Problem Description
Given the root of a binary tree, determine the number of nodes such that the value of the node is equal to the average of the values in its subtree. The average is computed by summing all the values in the subtree (including the node itself), dividing by the number of nodes in the subtree, and rounding down to the nearest integer.
Key Insights
- Use depth-first search (DFS) to traverse the tree in a post-order fashion.
- For each node, compute the cumulative sum and count of nodes in its subtree.
- Calculate the average as the floor division of the sum by the count.
- Check if the node's value matches the computed average and increment a global counter accordingly.
Space and Time Complexity
Time Complexity: O(n), where n is the number of nodes in the tree since every node is visited once.
Space Complexity: O(h), where h is the height of the tree, due to recursion stack space (worst-case O(n) for a skewed tree).
Solution
Perform a post-order DFS traversal.
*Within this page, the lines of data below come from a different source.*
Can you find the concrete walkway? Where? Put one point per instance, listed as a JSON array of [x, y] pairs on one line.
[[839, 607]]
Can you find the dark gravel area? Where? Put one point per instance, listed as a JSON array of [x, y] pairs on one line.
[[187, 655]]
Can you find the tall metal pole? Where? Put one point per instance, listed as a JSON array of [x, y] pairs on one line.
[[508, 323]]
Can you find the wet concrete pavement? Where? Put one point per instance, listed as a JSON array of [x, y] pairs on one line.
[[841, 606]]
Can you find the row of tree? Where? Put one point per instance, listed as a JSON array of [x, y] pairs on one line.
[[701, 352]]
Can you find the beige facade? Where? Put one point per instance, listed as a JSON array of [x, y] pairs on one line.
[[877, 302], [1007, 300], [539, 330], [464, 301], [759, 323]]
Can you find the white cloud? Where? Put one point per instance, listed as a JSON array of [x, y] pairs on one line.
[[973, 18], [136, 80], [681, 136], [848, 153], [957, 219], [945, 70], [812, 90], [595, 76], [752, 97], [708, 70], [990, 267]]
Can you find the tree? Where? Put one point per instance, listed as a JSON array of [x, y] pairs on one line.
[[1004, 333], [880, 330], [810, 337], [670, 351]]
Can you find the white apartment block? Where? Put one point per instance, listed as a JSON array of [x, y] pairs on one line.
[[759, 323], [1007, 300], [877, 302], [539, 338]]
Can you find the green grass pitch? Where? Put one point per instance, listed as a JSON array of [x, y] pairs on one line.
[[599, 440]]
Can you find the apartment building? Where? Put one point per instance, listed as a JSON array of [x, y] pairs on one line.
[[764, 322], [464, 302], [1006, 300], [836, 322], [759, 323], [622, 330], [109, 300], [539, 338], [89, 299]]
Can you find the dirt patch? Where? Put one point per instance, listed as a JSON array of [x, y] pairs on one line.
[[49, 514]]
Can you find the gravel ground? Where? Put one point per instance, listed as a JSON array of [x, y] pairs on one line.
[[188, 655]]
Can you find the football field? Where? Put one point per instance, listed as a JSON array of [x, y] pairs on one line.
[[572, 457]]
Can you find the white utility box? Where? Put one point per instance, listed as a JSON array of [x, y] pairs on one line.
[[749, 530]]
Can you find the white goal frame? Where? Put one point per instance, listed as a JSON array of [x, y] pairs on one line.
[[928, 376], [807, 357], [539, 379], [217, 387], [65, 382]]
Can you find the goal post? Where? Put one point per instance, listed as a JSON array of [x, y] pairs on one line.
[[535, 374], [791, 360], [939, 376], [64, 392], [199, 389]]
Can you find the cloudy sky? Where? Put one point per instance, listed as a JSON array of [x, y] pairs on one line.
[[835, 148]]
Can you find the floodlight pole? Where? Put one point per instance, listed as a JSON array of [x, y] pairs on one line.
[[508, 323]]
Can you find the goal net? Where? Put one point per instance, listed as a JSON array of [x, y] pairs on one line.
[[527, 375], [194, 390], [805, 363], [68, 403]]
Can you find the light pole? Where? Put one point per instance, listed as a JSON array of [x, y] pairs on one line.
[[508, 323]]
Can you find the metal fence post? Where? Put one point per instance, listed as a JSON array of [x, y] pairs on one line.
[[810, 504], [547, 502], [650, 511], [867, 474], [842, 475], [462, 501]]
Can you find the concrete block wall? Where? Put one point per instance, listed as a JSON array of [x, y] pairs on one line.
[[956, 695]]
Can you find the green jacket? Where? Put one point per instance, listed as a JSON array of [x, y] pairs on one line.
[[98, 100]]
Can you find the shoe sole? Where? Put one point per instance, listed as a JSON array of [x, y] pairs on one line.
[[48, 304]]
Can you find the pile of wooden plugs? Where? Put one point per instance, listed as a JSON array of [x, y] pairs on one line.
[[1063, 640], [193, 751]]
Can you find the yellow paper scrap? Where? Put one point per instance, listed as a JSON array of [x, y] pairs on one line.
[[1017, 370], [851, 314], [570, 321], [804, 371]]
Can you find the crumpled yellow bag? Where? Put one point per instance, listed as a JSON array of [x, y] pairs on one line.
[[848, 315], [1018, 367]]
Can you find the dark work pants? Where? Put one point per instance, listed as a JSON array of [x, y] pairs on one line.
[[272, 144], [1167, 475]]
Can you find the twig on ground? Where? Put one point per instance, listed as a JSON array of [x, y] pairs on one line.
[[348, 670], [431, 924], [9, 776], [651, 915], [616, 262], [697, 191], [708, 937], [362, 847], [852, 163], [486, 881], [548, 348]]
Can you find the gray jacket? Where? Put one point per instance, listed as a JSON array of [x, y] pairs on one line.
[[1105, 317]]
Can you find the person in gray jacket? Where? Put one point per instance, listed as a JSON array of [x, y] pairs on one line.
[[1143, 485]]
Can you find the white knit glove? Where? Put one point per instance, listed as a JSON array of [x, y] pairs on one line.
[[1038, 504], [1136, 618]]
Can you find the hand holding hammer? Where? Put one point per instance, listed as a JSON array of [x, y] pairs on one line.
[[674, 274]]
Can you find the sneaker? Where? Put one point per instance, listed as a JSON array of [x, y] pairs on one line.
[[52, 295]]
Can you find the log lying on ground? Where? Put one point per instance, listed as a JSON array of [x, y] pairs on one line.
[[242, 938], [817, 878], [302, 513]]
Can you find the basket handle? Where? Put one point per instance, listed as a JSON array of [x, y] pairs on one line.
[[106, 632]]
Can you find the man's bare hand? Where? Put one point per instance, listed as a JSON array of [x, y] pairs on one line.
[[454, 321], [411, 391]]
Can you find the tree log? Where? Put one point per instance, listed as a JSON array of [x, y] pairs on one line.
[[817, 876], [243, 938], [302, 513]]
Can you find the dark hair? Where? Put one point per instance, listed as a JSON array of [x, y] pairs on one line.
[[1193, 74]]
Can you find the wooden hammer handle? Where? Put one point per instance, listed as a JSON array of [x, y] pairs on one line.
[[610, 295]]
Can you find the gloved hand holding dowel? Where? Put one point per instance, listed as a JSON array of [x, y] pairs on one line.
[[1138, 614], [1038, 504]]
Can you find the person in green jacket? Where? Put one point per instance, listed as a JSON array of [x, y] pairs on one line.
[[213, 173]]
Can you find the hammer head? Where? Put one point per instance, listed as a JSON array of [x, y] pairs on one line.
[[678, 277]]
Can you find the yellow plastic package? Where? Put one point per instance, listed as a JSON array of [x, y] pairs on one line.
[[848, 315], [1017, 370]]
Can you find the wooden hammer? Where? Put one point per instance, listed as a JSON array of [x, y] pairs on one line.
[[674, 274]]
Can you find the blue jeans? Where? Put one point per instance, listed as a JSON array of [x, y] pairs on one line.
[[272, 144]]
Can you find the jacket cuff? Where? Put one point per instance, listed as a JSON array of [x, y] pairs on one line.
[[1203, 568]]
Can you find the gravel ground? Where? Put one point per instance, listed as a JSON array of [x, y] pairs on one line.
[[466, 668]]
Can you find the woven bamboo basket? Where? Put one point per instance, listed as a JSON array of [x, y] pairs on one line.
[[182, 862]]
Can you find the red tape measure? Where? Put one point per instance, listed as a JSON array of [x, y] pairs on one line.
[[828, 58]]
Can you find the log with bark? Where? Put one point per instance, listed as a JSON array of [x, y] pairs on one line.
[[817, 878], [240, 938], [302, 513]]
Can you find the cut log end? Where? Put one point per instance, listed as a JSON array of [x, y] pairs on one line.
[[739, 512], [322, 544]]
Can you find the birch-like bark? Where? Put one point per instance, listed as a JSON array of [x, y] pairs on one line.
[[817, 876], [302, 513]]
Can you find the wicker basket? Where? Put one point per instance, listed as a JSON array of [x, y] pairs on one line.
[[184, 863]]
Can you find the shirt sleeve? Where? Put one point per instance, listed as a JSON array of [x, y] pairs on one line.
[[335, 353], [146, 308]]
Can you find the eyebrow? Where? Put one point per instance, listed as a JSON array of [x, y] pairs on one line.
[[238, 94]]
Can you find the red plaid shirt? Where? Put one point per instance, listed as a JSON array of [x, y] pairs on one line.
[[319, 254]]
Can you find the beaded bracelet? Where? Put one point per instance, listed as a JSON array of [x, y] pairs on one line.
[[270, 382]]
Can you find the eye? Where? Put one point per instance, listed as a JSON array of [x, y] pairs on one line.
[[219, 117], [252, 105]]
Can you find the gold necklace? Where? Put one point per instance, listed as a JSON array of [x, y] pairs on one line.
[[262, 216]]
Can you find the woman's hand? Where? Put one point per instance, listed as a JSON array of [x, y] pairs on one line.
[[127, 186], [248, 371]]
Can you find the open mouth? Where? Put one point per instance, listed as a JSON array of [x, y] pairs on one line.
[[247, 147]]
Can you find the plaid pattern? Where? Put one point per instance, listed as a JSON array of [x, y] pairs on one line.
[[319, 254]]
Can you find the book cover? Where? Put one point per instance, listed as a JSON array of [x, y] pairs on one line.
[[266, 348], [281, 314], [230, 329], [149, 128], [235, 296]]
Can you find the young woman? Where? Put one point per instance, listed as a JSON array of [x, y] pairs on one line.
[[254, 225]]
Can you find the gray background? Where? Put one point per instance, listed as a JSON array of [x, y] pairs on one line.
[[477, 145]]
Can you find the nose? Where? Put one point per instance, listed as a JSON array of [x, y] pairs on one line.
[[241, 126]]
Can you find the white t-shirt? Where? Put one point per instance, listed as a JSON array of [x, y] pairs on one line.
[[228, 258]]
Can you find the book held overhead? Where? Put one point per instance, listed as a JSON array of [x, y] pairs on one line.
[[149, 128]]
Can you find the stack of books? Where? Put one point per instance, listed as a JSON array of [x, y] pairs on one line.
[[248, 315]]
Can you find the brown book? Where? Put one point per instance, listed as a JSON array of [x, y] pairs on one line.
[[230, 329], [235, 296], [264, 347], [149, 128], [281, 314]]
For every node:
- Recursively obtain the sum and count of nodes from the left and right subtrees.
- Calculate the current subtree’s sum and total node count.
- Compute the average (using integer division which rounds down).
- Compare the node’s value with the calculated average and update the counter if they match.
- Return the pair (subtree sum, subtree count) to be used for computing the averages in upper recursive calls.